India is expanding its renewables industry through a combination of ambitious government targets and private-sector actions; and China is stepping up activity in its dominant domestic market, while targeting exports where it already holds a competitive advantage, such as solar components. Other Asian markets, including Malaysia and Indonesia, are looking at how their solar markets can still flourish in the face of increased competition from larger economies.
Such competition can help speed up technological advances and bring down costs, which should benefit the energy transition and spur the investment needed to decarbonize and keep global temperature rises in check.

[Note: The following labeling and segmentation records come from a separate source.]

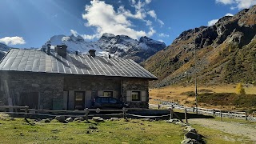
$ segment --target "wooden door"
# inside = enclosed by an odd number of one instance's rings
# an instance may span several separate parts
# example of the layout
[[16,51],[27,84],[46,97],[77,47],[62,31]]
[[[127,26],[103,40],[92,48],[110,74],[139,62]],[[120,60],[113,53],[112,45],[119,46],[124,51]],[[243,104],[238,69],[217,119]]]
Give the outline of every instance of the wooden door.
[[85,108],[85,92],[74,91],[74,110],[84,110]]
[[22,92],[20,94],[20,106],[28,106],[30,109],[38,109],[38,92]]

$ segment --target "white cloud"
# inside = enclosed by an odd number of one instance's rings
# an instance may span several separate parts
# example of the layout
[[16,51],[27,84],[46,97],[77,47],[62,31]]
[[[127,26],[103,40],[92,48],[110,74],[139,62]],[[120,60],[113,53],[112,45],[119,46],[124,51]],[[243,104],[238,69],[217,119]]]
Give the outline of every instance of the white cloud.
[[235,0],[238,9],[246,9],[256,5],[256,0]]
[[152,22],[150,20],[146,20],[146,26],[152,26]]
[[92,34],[92,35],[81,34],[81,36],[82,36],[84,39],[94,39],[94,38],[95,38],[100,37],[100,35],[98,35],[98,34]]
[[214,25],[218,21],[218,19],[213,19],[208,22],[208,26],[211,26],[213,25]]
[[162,37],[162,38],[169,37],[170,36],[169,34],[163,34],[163,33],[161,33],[158,35],[159,35],[159,37]]
[[164,42],[162,39],[158,39],[159,42]]
[[163,25],[165,25],[165,23],[164,23],[162,21],[161,21],[160,19],[158,19],[158,22],[160,23],[161,27],[162,27]]
[[216,0],[217,3],[223,3],[224,5],[234,3],[234,0]]
[[246,9],[256,5],[256,0],[215,0],[215,2],[224,5],[234,5],[235,6],[233,6],[230,7],[231,10],[235,8],[239,10]]
[[150,27],[148,32],[133,29],[133,23],[127,18],[142,20],[150,26],[152,22],[145,20],[146,13],[144,10],[145,2],[131,1],[135,8],[135,14],[120,6],[116,12],[113,6],[105,3],[103,1],[94,0],[90,5],[86,6],[82,18],[86,20],[86,26],[96,27],[96,34],[92,35],[82,35],[85,39],[99,38],[104,33],[112,33],[115,35],[126,34],[132,38],[138,38],[142,36],[152,36],[155,34],[153,27]]
[[226,14],[225,14],[225,16],[234,16],[234,14],[231,14],[231,13],[227,13]]
[[3,42],[6,45],[23,45],[26,43],[22,37],[5,37],[0,38],[0,42]]
[[149,4],[149,3],[151,2],[151,0],[146,0],[145,2],[146,2],[146,4]]
[[70,30],[70,33],[72,34],[74,34],[74,36],[78,36],[78,33],[76,30]]
[[150,10],[147,12],[147,14],[154,19],[157,19],[157,14],[155,14],[154,10]]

Markets leaning on renewables to help push their economies out of recession could also benefit from the need to strengthen domestic supply chains; creating jobs, expanding various industries, increasing gross domestic product, as well as enhancing people’s welfare.7
However, localized supply chains will have to be rapidly built or strengthened if net-zero targets are not to be delayed. Building these out will require new structures and partnerships to be created, and this will take time – especially as the International Monetary Fund expects economic growth to fall in 2023 and only rebound slightly in 2024.8
Despite such a slow-growth outlook, the investment landscape for low-carbon technologies has continued to evolve in recent years, as economies recover from the impacts of the COVID-19 pandemic while setting increasingly ambitious decarbonization targets. After an initial steady double-digit growth, energy transition deal volumes exploded over the last two years, with more growth expected as capital continues to flow into the space. In North America, deal volumes across all investor segments remained strong in 2022 following 2021's record year, though with a modest reduction in overall volumes.9
Conditions, therefore, appear ripe for turbocharging renewable energy demand and accelerating the journey to net zero – but it remains to be seen whether market interventions such as the US Inflation Reduction Act will speed up or delay the energy transition.